I don't know if I would smokes those... or put them in a display case.


----------



## Webmeister (Jun 12, 2007)

My man Sam - that has to be one of the most awesome hits I've seen... ever!


----------



## Pendaboot (Jan 2, 2008)

How do you top that bomb? Amazing. It's almost too tough to even try. Almost.


----------



## Bulz (Apr 14, 2007)

Awesome! Those are special smokes indeed! 

(Sammy, I better get one of those 5 you kept!)


----------



## canney (Sep 2, 2007)

1 cigar to 42 people sounds like a good idea.
Nice bomb


----------



## Cigar Jack (Nov 16, 2005)

Just be glad he didn't put cellophane on them!

(Inside joke)


----------



## Deuce Da Masta (Dec 4, 2006)

Wow sam, that is very generous of you!

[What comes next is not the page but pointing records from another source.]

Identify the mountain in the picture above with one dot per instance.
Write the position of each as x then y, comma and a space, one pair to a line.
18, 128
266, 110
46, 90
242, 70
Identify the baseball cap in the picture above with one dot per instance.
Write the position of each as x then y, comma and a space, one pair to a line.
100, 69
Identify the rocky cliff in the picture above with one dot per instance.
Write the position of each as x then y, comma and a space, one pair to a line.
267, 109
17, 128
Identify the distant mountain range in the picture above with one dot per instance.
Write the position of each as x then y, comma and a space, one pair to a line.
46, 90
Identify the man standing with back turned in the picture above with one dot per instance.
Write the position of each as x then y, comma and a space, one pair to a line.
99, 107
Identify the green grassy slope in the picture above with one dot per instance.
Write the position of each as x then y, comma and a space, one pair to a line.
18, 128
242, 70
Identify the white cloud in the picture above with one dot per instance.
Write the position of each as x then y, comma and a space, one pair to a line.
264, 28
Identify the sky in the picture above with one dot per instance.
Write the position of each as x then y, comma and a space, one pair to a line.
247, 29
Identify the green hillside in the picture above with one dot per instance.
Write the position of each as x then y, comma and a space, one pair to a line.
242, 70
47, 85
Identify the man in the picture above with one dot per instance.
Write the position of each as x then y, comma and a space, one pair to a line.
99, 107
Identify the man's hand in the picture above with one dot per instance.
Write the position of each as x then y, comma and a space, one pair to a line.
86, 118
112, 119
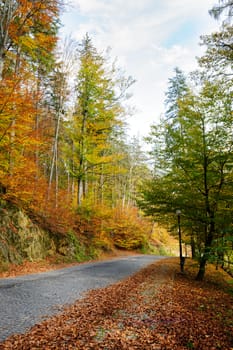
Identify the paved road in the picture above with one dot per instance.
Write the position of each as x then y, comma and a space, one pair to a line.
27, 300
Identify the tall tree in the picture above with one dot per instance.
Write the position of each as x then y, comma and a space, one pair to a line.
199, 176
98, 112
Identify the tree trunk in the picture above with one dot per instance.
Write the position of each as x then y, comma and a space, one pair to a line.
202, 265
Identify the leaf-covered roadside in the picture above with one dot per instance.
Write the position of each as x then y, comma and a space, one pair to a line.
157, 308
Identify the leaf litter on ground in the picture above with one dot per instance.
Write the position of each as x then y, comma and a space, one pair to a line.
156, 308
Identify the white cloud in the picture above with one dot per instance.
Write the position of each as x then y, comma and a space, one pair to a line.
150, 38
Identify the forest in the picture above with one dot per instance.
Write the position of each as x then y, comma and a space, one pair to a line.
65, 156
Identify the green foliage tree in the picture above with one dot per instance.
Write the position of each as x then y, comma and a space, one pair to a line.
198, 175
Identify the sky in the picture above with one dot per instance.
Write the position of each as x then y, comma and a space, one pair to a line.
149, 38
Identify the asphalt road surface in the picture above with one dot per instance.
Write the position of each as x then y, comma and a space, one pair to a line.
27, 300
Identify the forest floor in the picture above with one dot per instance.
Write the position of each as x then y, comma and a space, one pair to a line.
156, 308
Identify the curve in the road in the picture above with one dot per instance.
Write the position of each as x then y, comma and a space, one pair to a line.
27, 300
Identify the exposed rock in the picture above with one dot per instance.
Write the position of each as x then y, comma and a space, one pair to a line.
20, 238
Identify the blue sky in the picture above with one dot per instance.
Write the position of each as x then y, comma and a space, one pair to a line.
149, 38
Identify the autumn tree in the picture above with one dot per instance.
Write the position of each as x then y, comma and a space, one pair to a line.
196, 167
97, 114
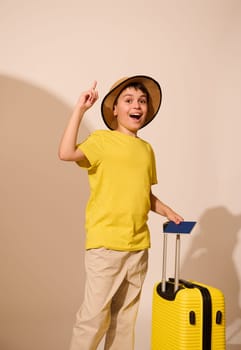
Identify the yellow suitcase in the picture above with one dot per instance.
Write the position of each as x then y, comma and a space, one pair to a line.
186, 315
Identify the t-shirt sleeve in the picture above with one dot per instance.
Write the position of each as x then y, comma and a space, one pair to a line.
153, 168
92, 147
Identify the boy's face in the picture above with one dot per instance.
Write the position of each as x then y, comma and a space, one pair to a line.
130, 110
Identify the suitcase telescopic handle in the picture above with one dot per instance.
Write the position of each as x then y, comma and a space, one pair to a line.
178, 229
177, 262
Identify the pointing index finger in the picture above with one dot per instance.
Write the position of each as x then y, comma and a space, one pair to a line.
94, 85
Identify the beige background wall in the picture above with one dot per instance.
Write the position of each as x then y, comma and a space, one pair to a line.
50, 52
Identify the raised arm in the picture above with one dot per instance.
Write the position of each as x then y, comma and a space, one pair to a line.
161, 208
67, 147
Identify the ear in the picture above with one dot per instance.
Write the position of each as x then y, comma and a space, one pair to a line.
115, 111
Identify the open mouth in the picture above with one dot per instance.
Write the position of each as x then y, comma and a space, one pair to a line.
135, 116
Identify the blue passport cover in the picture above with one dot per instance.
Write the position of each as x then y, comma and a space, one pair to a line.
183, 227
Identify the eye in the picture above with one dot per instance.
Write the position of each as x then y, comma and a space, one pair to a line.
143, 101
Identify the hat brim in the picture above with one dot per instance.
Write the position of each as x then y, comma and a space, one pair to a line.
155, 98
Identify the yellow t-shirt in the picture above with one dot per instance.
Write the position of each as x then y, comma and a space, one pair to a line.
121, 174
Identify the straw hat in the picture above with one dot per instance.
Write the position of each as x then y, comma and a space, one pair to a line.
155, 97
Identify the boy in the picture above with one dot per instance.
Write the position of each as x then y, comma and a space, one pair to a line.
121, 169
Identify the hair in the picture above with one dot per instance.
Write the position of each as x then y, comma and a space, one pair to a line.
136, 86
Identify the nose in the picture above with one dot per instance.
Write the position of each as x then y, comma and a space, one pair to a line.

Way to hit a BOTL!!!

Deuce


----------



## Maduro PiPs (Jul 5, 2007)

Sam is the MAN! Just awesome and they look GREAT!!!!!!!!  Do you have your own custom band??


----------



## Harpo Marx (Jan 3, 2008)

<speechless>.........

:biggrin:


----------



## stlcards (Sep 14, 2007)

Very nice Sam. Class act.


----------



## ER Doc (Feb 8, 2007)

WOW! That's really cool, Sam. Great pick, by the way!


----------



## DOZER (Sep 30, 2007)

:dribble: Very Nice!!! :dribble:


----------



## tekeeladude-cl (Mar 13, 2007)

That's more like a bombing campaign! Way to go Sam.


----------



## stlcards (Sep 14, 2007)

Where's the recipient?


----------



## Slow Triathlete (Jun 14, 2007)

Awesome Sam. Totally awesome!!


----------



## Puffer (Nov 27, 2007)

That just blows my mind.. Sweet. Sam is the Man..


----------



## stig-cl (Nov 13, 2007)

Wow, that's incredible. Just wow.


----------



## Lok17 (Jul 31, 2007)

CRAZY!!!!!Just when you think Sam can't even top himself, he comes out with his custom blend, and gives them away!!!


----------



## Scoop (Sep 20, 2007)

Very nice Sam! 

It must have taken quite some time to roll all of those.


----------



## tobacmon (May 17, 2007)

I'm Jealous--Mcfortner's out of the country and ask me to take care of these till he returns!!!

Nice Jester!


----------



## baboruger (Jun 18, 2007)

fantastic!!!


----------



## Sam Leccia (Apr 14, 2007)

McFortner???

Where are you??

I need to confirm your addy...I remember you saying something about changing addy's....


----------



## Tha Criddler (Jul 26, 2007)

That is first class. Talk about something special.


----------



## Maduro PiPs (Jul 5, 2007)

Sam Leccia said:


> McFortner???
> 
> Where are you??
> 
> I need to confirm your addy...I remember you saying something about changing addy's....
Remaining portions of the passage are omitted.